CollectionLoRA: マルチ教師オンポリシー蒸留により1つのLoRAに50のエフェクトを収集する手法

要旨

カスタマイズ画像編集は、限られたペアデータを用いて事前学習済み拡散モデルに特定の視覚効果を付与することを目的とし、通常はLow-Rank Adaptation（LoRA）によって実現される。所望の効果の数が増加するにつれて、多数のエフェクトLoRAを保存し動的に読み込むことで、導入のオーバーヘッドが大幅に増大する。さらに、現在のパイプラインは一般的に、これらのエフェクトLoRAを高速生成のための高速化モジュールとカスケード接続するが、これにより深刻なパラメータ干渉が発生し、コンセプトの混ざり込みやスタイルの劣化を引き起こす。本稿では、最大50種類の異なるエフェクトLoRAのコンセプトと少数ステップ生成能力を単一のLoRAに蒸留可能な、マルチティーチャー・オンポリシー蒸留フレームワークであるCollectionLoRAを提案する。これにより、特徴干渉問題を根本的に解決し、導入コストを大幅に削減する。具体的には、本手法は以下の要素を導入する。（i）学習中にモデルがデータソースをランダムに切り替えられるようにし、未見のシナリオにおける汎化性を効果的に高める確率的デュアルストリームルーティング機構、（ii）プロンプト空間内でコンセプトの分離を実現する非対称直交プロンプティング戦略、（iii）教師モデルと生徒モデル間の分布のギャップを緩和する粗密蒸留目的関数。広範な評価により、CollectionLoRAはすべてのカスタマイズ効果と少数ステップ生成を単一のLoRAに蒸留し、導入オーバーヘッドを低減しつつ、独立して学習した教師モデルと同等以上のコンセプト忠実度を達成することが示された。

English

Customized image editing aims to equip pre-trained diffusion models with specific visual effects using limited paired data, typically via Low-Rank Adaptation (LoRA). As the number of desired effects grows, storing and dynamically loading numerous these effect LoRAs significantly increases deployment overhead. Furthermore, current pipelines typically cascade these effect LoRAs with acceleration modules for fast generation, which triggers severe parameter interference and results in concept bleeding and style degradation. We propose CollectionLoRA, a multi-teacher on-policy distillation framework capable of distilling the concepts of up to 50 different effect LoRAs along with few-step generation capabilities into a single LoRA. This fundamentally resolves the feature interference issue and significantly reduces deployment costs.
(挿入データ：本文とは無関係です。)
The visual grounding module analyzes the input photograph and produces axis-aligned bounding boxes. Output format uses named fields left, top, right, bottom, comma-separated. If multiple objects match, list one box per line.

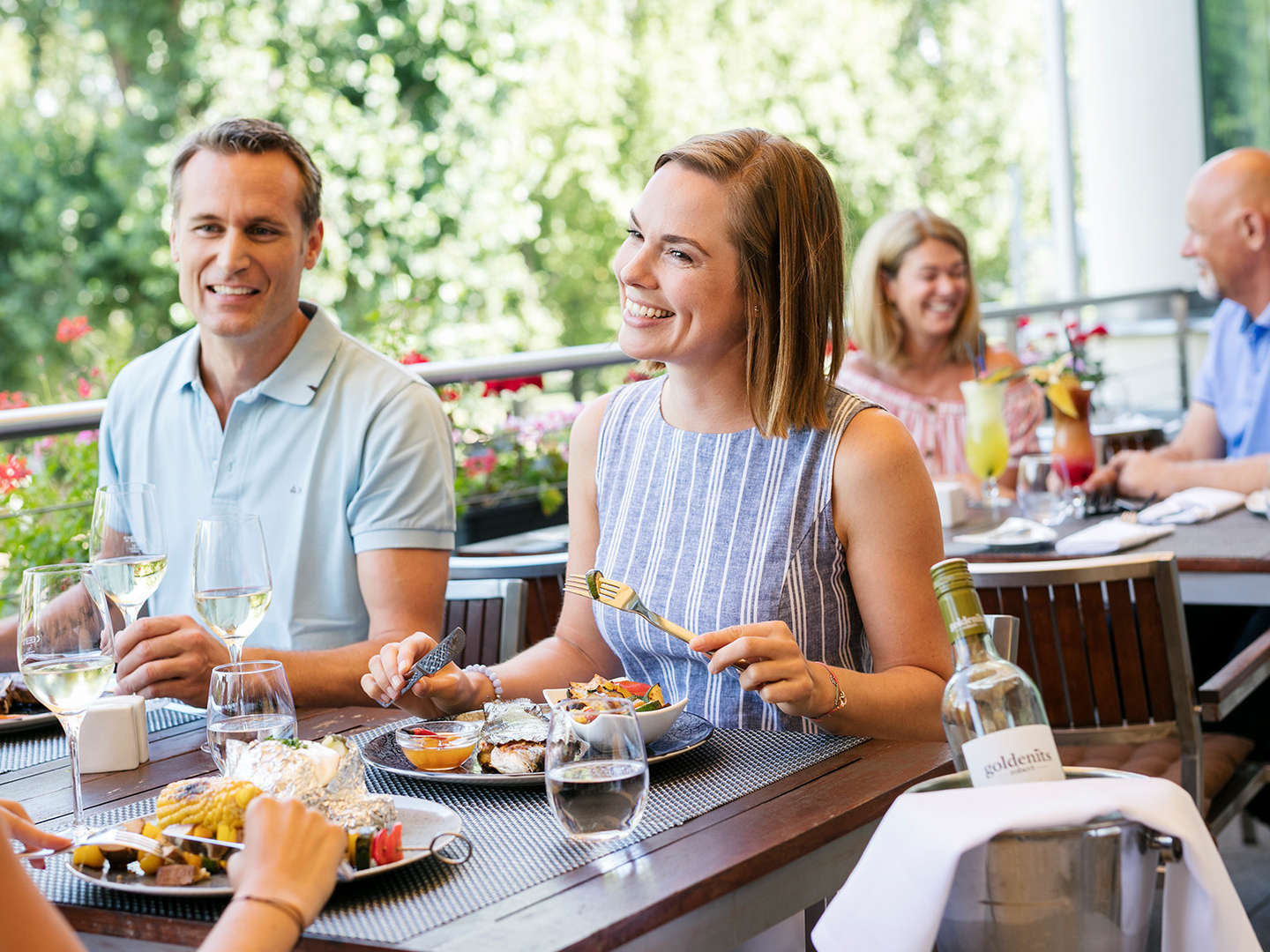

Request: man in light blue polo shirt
left=1085, top=148, right=1270, bottom=497
left=0, top=119, right=455, bottom=704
Specifically, the method introduces (i) a Probabilistic Dual-Stream Routing mechanism that enables the model to randomly switch between data sources during training, effectively enhancing its generalization in unseen scenarios; (ii) an Asymmetric Orthogonal Prompting strategy to achieve concept isolation within the prompt space; (iii) a Coarse-to-Fine Distillation Objective to mitigate the distribution gap between the teacher and student models. Extensive evaluations show that CollectionLoRA distills all customized effects and few-step generation into a single LoRA, reducing deployment overhead while achieving concept fidelity comparable to or better than independently trained teacher models.